Visit the website called Vietnam First-Person. There you will find a list of interviews and narratives in which people who experienced the Vietnam War tell their stories. Realize that there’s an arrow at the bottom of the list that will lead you to a second and a third page. Please don’t restrict your reading to Page 1.
Read several of these first-person accounts. When you find one that really interests you, write about it on your blog. Summarize it briefly, but spend most of your time on reaction. What did you learn from this piece? How do you feel about it? Give an honest, intelligent reaction.
In this narrative, Elizabeth A. Allen recounts her experience as a nurse during the Vietnam War. She begins with an anecdotal flash back to a dire situation where she had to rely on her nursing skills when multiple soldiers were hurt. During this difficult time, since she was a woman, she was not allowed to have a gun yet she was still able to save many other people’s lives. Later, she describes her journey in becoming a nurse that served during the Vietnam War. In the end, Allen makes a statement about being a female black war participant.
She’s obviously a person that people should show utmost respect for; however, she was also relatable for me as her ultimate career choice was not the same as her initial dream. Nursing had not been part of her goals, but eventually, she ended up enlisting. This was commendable considering she would now be working in a highly dangerous job that she previously hadn’t even thought about. Furthermore, few people would actively choose this job despite not getting their first choice.

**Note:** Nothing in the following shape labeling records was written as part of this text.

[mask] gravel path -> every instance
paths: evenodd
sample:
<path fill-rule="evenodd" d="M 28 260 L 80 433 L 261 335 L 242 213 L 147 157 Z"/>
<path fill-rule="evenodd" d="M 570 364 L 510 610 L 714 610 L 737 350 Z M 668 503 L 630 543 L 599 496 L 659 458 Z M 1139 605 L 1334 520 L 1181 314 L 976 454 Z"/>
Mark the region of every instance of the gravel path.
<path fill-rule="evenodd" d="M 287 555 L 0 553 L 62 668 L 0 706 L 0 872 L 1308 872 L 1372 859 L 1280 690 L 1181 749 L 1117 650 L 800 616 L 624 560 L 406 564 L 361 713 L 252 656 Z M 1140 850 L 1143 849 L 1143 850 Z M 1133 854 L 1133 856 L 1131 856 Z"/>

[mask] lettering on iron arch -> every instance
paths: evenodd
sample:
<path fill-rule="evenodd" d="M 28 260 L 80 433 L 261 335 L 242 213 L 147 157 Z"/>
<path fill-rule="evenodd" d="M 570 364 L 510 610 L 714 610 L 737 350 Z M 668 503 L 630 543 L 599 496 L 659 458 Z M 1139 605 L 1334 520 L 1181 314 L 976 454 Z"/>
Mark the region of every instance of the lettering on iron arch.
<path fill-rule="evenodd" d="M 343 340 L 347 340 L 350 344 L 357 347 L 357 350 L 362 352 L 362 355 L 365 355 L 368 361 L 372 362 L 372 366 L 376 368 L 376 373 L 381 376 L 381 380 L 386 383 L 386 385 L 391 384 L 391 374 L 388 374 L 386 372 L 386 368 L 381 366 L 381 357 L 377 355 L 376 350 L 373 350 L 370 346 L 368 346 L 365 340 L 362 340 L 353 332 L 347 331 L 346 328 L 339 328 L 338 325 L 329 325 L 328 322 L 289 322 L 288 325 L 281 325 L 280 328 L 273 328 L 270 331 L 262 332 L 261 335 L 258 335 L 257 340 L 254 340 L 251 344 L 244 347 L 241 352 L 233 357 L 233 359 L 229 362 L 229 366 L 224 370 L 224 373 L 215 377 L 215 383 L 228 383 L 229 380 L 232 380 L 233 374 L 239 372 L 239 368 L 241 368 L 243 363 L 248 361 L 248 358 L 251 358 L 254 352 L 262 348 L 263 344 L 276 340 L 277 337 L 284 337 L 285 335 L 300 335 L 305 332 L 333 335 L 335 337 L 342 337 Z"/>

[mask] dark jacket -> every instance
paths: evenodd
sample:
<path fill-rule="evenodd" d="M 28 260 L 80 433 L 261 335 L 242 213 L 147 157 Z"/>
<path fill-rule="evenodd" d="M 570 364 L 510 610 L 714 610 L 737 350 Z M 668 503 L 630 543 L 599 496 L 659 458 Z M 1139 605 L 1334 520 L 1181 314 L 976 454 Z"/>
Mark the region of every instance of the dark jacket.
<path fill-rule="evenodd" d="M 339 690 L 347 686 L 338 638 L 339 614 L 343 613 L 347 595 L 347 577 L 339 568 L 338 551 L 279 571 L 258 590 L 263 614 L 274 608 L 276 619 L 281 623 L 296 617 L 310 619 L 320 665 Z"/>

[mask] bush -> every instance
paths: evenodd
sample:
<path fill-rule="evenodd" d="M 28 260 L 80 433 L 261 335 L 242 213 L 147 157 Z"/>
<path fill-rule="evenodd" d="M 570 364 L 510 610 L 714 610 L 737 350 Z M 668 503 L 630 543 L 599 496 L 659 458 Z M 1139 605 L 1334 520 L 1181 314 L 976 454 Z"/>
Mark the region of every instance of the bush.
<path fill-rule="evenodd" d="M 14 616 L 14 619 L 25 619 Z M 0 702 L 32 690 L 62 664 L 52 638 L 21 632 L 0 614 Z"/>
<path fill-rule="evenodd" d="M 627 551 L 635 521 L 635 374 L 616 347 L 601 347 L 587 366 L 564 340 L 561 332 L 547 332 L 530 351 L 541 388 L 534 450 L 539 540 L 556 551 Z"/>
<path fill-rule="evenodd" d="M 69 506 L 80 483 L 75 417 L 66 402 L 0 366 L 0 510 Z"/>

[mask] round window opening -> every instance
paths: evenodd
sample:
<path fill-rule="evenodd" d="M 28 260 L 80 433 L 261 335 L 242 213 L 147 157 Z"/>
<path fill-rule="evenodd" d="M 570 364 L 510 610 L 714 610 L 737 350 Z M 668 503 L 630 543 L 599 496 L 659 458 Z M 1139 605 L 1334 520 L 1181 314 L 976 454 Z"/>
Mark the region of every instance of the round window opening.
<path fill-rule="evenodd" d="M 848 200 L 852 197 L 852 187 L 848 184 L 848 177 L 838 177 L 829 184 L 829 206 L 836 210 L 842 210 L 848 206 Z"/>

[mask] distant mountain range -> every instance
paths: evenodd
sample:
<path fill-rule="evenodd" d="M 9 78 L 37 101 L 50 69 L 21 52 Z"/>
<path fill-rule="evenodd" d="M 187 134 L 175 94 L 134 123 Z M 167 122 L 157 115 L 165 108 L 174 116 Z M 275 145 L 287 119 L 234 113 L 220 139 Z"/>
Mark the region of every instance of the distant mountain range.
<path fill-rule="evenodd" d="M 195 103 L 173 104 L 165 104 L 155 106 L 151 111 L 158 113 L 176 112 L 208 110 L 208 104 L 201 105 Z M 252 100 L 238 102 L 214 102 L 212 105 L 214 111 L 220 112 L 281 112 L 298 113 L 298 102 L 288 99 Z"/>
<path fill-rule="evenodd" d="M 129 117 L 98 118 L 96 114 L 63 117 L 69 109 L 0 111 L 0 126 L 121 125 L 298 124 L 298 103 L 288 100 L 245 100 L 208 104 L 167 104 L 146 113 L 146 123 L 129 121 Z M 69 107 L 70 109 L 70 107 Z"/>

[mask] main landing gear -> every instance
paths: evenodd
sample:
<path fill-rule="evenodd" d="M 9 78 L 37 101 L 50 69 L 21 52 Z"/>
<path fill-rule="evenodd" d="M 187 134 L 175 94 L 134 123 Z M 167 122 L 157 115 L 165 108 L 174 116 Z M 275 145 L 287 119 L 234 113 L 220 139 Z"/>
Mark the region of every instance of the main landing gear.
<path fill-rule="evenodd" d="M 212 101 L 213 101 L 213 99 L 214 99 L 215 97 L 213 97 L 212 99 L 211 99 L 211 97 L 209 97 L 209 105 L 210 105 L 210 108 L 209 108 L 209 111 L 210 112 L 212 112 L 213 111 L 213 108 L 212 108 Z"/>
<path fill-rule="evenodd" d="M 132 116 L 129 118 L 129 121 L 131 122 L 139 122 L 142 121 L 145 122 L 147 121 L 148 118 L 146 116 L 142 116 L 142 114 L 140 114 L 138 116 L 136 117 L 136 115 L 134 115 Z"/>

Allen also had many difficulties in this field since as soon as she joined the army, she felt isolated. There were also many cases that Allen felt extremely unsure of what to do. In one of the cases, she wasn’t allowed a light as she attempted to save a young man who could not breathe. Nervously, Allen continuously resuscitated the man on a helicopter until they landed. After she described this incident in her narrative, I personally felt that she had not been appreciated enough for her work.
In the end, I don’t think Allen had felt respect for all she had done. After her return home from the war, I believe she continued to feel alone and unwelcome, ignored and unaccepted, discriminated against and isolated. She not only deserves respect, but also recognition as a black female war participant. Along with acknowledging Allen’s work, we can also begin to appreciate all that nurses have contributed.